Extreme Value Types
Traditionally EVA recognizes two types of extreme values:
- Block maxima (BM)
- Peaks over threshold (POT)
The BM and POT extreme values are used to apply a statistical model (GEVD or GPD accordingly) to allow for estimation of extreme events of an arbitrary probability of exceedance (return period). Both of these extreme value types represent a valid path of performing EVA and neither of these is generally better than another.
Info
GEVD and GPD models used for BM and POT extreme value types accordingly have a common theoretical basis and should be treated as complementary models, not as either/or. More information about why only the GEVD and GPD models are recommended to be used is provided in subsequent sections of this tutorial.
Block Maxima¶
The Block Maxima extreme values are extracted by selecting a block size (typically 1 year, also the default in pyextremes), then partitioning time series of your signal into equal consequtive blocks of this size, and for each block getting single maximum value (thus, block maxima). The resulting BM time series are then used to model extreme value behavior using the GEVD model family. See figure below illustrating this concept:
Peaks Over Threshold¶
The Peaks Over Threshold extreme values are extracted by choosing a threshold and selecting values higher or lower (depends on which extreme process is analyzed) than the threshold value.
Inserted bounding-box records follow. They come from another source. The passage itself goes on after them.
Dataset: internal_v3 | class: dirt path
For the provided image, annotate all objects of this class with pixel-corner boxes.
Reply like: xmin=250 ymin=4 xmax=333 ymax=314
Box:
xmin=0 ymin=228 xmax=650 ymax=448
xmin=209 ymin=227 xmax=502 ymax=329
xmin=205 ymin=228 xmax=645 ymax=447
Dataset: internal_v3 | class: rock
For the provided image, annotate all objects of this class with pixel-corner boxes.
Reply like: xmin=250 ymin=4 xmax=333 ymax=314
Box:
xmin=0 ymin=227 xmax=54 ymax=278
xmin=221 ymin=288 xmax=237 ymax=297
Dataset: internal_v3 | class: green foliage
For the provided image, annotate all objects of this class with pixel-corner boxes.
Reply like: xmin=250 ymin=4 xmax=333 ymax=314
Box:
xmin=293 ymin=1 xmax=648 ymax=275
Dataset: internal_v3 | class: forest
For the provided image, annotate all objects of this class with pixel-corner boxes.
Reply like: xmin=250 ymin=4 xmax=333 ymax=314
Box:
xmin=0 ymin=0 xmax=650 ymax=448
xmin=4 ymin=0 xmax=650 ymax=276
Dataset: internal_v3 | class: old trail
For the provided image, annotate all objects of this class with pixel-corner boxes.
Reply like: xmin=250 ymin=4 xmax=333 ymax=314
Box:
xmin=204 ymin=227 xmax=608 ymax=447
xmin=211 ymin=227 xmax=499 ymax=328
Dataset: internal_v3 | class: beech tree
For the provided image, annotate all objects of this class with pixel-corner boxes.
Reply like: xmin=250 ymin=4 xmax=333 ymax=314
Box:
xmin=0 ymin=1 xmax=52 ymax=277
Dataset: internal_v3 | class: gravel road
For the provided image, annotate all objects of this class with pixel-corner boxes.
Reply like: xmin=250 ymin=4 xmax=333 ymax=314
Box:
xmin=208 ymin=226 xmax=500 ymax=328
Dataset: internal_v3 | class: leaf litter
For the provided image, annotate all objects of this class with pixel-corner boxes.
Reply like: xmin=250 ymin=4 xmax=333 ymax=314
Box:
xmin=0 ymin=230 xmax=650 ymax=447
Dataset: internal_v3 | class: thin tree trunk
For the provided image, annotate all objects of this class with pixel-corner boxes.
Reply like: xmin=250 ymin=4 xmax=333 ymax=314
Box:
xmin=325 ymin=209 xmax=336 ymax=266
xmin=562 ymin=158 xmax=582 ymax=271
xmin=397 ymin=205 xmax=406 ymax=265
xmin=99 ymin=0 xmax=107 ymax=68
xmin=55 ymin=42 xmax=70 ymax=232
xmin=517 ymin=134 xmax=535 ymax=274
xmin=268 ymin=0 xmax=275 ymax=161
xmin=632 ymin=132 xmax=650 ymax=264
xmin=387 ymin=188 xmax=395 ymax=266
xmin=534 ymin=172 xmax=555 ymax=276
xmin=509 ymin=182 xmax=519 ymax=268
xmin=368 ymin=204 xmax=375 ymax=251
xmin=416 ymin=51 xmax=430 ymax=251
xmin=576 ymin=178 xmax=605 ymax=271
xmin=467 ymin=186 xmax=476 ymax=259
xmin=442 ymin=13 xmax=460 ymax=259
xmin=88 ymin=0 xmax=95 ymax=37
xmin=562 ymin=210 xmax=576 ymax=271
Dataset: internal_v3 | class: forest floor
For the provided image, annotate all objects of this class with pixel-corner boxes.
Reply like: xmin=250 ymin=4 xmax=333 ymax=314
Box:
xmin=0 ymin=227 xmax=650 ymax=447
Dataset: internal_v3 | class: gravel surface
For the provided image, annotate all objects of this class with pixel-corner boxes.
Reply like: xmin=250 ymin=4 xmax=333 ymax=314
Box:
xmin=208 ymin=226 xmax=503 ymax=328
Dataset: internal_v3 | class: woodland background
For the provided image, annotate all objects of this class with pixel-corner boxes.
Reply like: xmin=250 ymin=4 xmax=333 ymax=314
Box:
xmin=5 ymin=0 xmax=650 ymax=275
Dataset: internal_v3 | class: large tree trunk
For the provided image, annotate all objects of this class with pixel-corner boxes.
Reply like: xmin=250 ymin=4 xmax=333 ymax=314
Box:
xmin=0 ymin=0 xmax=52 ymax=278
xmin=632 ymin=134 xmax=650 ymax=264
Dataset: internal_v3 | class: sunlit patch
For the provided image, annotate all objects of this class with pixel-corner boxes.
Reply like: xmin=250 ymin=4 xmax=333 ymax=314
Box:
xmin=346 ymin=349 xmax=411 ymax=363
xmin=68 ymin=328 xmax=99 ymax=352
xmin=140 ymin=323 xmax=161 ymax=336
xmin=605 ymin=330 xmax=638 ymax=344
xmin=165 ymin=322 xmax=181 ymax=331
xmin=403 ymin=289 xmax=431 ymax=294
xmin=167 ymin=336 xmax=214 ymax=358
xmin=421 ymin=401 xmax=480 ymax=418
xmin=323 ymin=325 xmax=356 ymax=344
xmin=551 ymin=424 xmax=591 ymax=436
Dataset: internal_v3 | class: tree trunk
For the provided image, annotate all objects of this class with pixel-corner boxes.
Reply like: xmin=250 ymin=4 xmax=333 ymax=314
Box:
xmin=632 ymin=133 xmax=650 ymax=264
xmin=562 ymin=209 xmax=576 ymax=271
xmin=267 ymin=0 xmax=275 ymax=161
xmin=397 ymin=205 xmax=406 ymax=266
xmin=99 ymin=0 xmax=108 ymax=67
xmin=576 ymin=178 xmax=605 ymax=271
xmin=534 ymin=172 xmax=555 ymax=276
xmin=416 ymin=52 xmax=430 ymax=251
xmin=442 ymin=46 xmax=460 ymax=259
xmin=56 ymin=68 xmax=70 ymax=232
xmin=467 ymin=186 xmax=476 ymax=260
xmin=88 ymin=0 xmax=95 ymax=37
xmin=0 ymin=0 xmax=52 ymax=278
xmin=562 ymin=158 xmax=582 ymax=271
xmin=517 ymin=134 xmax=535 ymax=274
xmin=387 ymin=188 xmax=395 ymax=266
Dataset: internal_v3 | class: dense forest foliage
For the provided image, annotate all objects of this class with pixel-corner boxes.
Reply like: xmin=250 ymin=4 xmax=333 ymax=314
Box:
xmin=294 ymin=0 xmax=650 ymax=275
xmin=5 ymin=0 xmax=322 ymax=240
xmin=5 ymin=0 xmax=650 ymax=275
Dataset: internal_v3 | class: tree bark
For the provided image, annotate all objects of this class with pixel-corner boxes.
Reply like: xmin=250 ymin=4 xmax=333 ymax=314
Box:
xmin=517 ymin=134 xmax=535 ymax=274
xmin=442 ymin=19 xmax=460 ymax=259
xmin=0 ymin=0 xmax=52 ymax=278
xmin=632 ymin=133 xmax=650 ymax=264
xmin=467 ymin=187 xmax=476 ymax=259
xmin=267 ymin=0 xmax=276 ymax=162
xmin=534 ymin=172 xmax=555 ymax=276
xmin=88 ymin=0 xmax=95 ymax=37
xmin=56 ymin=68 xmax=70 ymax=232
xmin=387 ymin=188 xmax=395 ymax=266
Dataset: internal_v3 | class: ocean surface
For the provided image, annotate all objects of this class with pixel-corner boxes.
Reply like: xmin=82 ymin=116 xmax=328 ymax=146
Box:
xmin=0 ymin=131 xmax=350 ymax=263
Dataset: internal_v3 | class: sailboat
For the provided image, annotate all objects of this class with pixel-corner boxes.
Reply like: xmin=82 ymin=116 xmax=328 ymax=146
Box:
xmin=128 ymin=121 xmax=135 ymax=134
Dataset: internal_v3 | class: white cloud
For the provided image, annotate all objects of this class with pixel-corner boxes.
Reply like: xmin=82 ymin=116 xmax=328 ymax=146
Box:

The selected values are then declustered by specifying minimum distance between adjacent clusters (e.g. 24 hours, which means that the model assumes that clusters of exceedances separater by this distiance or larger are independent). Selection of threshold and declustering distance is not a trivial task and has a strong effect on the EVA results. pyextremes provides a series of tools which help with threshold selection, these are described further in this tutorial. See figure below illustrating POT extremes:
Which Method to Use¶
One of the most important concepts of EVA is convergenece. What this means practically is that different models and approaches (as long as they are correctly applied) should be converging to the same answer (within reasonable confidence limits). Because of this, we cannot say that one method is better than another. Therefore, for a thorough analysis, user is advised to investigate both routes to make sure that the final answer of the analysis provides a robust estimate.
A general rule of thumb, which is based on years of author's (subjective) experience, when performing EVA is to do the following:
- Use BM with a reasonable block size to avoid capturing seasonality (read more in the next section) to get the first estimates and to see how the extremes behave. Generally, BM is a "simpler" and more stable model which requires very little input from the user.
- Use POT with a reasonable threshold and declustering parameters (read more in the next section) to investigate how stable the model is in the region of target exceedance probabilities (return periods) and to gain more confidence in your results.
Attention
User is strongly discouraged from "playing" with the model parameters until a desired answer is achieved. EVA is not about getting a perfect estimate and a lack of a definitive answer is an answer in itself - it signifies that underlying process may be not random (e.g. seasonality or some trends were not removed prior to performing EVA), that the model is poorly behaved for the data, or that there is simply not enough data to provide an accurate answer for a given probability. This is typically reflected by wide confidence intervals showing that the answer has high uncertainty. For example, your 100-year wind speed may be 50 knots (seems reasonable, right?) but the 95% confidence interval shows 10 to 120 knot uncertainty range - this clearly indicates that, while your answer happened to appear reasonable, the model is telling you that you cannot make any good faith judgement about the 100-year extreme event when using this data and methodology.